Saucery has a good point about the gap in understanding happening:
"some posters feel that Charlie's case is a disability one, whereas others see it as being primarily a terminal illness with no hope of recovery"
I guess I'm confused about what people think disability is and why it's seem as a discrete entity with no overlap with illness, and, even terminal illness?
I confess I'm interested in this for my own reasons, probably more than from the perspective of joining in the debate around the poor little boy and his poor parents.
For my there is a huge overlap between disability and illness, although you can be disabled with being ill and vice versa. There's a huge mushy middle ground which is where so many people live (& die) everyday. It's mostly a cause and effect thing... being ill is disabling. Living with illness and ill health creates the barriers that then society chooses / declines to address.
Do peoples definitions of being disabled exclude being ill?
Do we need another word for people who are:
- disabled and well (easiest one to think of here is sensory disability? Or cognitive disability?)
- disabled due to illness (e.g. Living with chronic illness?) and here's where it starts to get messy, what type of illnesses are included? Having 'a condition', managing a condition? What about a deteriorating condition? Or one that could get better? What are we talking about then? Disability? Or illness? Both? Neither?
And where does the idea of dying come into it?

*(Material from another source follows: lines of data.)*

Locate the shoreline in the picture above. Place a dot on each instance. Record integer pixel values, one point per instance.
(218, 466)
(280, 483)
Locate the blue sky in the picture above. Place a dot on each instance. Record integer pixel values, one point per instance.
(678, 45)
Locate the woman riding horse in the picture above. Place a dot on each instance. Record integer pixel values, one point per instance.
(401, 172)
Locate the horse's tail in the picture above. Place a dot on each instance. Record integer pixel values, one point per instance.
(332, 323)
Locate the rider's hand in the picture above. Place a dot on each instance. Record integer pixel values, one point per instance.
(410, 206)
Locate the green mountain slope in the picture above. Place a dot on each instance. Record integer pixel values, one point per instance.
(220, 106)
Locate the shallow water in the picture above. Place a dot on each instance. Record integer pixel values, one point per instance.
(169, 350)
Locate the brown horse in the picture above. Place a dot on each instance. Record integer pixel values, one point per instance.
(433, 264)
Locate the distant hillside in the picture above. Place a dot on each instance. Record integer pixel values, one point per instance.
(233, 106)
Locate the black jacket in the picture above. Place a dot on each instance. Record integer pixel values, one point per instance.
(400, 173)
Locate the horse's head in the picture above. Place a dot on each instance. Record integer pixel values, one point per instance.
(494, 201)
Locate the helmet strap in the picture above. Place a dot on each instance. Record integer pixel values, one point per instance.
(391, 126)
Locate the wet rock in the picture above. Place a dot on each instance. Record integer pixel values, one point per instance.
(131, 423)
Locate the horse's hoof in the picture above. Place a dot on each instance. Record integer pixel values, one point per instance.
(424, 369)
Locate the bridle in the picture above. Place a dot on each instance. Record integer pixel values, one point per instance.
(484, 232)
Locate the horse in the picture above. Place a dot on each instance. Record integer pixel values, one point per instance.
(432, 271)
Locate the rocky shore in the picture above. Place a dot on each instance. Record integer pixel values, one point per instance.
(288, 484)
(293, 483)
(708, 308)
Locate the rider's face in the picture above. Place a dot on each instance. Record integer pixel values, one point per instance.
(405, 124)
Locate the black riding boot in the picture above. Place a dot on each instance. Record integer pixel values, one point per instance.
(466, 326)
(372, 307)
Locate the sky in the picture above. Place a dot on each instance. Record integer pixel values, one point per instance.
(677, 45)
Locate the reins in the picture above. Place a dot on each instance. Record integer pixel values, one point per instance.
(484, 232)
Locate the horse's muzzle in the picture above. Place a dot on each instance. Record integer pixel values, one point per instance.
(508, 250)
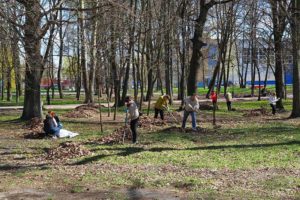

Do people understand that the term disability can or cannot be applied to...
- being ill for a long time
- a life limiting illness?
- a terminal illness in which death is imminent? In months? Weeks? Days? Or an unpredictable 'could come at any time'?
Does being terminally ill mean you no longer can be disabled?
Sorry for the barrage of questions. It feels like understanding this may help me communicate with others so they understand my situation better as I think I'm missing something in the way people tend to think... and it might help understanding on here too?